Excessive TV Watching Could Shorten Your Life

Each extra hour of TV daily is tied to an 11 percent jump in early death risk.

January 11, 2010, 3:48 PM

Jan. 12, 2009— -- Too much TV watching could mean a shorter lifespan, an Australian study has found.

Aussies who reported watching four or more hours of TV a day were 46 percent more likely to die during a 6-and-a-half-year period than those who watched less than two hours a day, according to David Dunstan of Monash University in Melbourne and colleagues.

The risk of dying from cardiovascular disease during follow-up was 80 percent greater in the excessive viewers -- although, statistically, the association was only slightly stronger than what could be chalked up to chance -- the researchers reported online in Circulation: Journal of the American Heart Association.

But the associations were seen even when leisure-time exercise and traditional risk factors such as smoking, poor diet, high blood pressure, and abdominal obesity were taken into account.

"Sedentary living provokes coronary artery disease," commented Dr. Gerald Fletcher, a cardiologist at the Mayo Clinic in Jacksonville, Fla. and spokesman for the American Heart Association. Fletcher was not involved in the study.

"Even if you exercise, if you have a lot of sedentary living with the things that go along with it -- the bad diet and everything else -- you still have a net degree of physical inactivity, which is a coronary artery disease risk factor," Fletcher told MedPage Today.

Previous studies had linked increased sedentary time, in general, to cardiovascular events and mortality risk.
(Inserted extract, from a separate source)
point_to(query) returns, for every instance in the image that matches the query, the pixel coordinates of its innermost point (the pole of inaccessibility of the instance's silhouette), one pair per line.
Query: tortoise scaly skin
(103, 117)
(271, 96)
But but the relationship between mortality risk and television viewing -- the predominant lesiure-time sedentary activity -- had not been studied, Dunstan and his colleagues wrote.
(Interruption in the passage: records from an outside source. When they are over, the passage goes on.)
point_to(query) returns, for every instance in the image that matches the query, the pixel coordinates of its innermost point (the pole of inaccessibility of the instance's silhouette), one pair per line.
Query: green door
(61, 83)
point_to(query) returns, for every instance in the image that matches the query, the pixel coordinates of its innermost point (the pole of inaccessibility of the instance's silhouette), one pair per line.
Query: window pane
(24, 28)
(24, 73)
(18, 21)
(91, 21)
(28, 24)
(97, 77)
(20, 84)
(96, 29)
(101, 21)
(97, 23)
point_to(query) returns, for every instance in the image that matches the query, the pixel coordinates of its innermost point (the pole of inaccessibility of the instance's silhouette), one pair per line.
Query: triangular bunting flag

To explore the issue, they turned to the Austalian Diabetes, Obesity, and Lifestyle Study.

Excluding those who already had a history of cardiovascular disease, the researchers asked 8,800 adults living throughout Australia about the amount of time they spent watching TV and followed them for an average of 6.6 years.

During follow-up, there were 284 deaths -- 87 from cardiovascular disease, 125 from cancer, and 72 from other causes.

After adjustment for age, sex, waist circumference, and exercise, each additional hour of television time per day was associated with an 11 percent increased risk of early death from any cause and an 18 percent increased risk of death from heart disease. TV watching was not significantly related to death from cancer or other causes.

According to Dunstan and his colleagues, the mechanism underlying the link between sitting and heart disease and metabolic disease risks is unclear.

"Observational studies with objective measures of sedentary time have reported significant associations of total sedentary time with blood glucose, blood lipids, and adiposity that are independent of moderate to vigorous exercise," they noted.

In addition, "animal studies have found enforced sedentary time to be related to lipoprotein lipase activity," they wrote.

"Our findings broadly support these hypothesized physiological links."

Mayo's Fletcher said studies like this might serve as a wake-up call for some patients, but he was not optimistic.

"Sometimes one out of 10 people say, 'Gosh, that means something and maybe I should stop that,' but the other nine don't," he commented.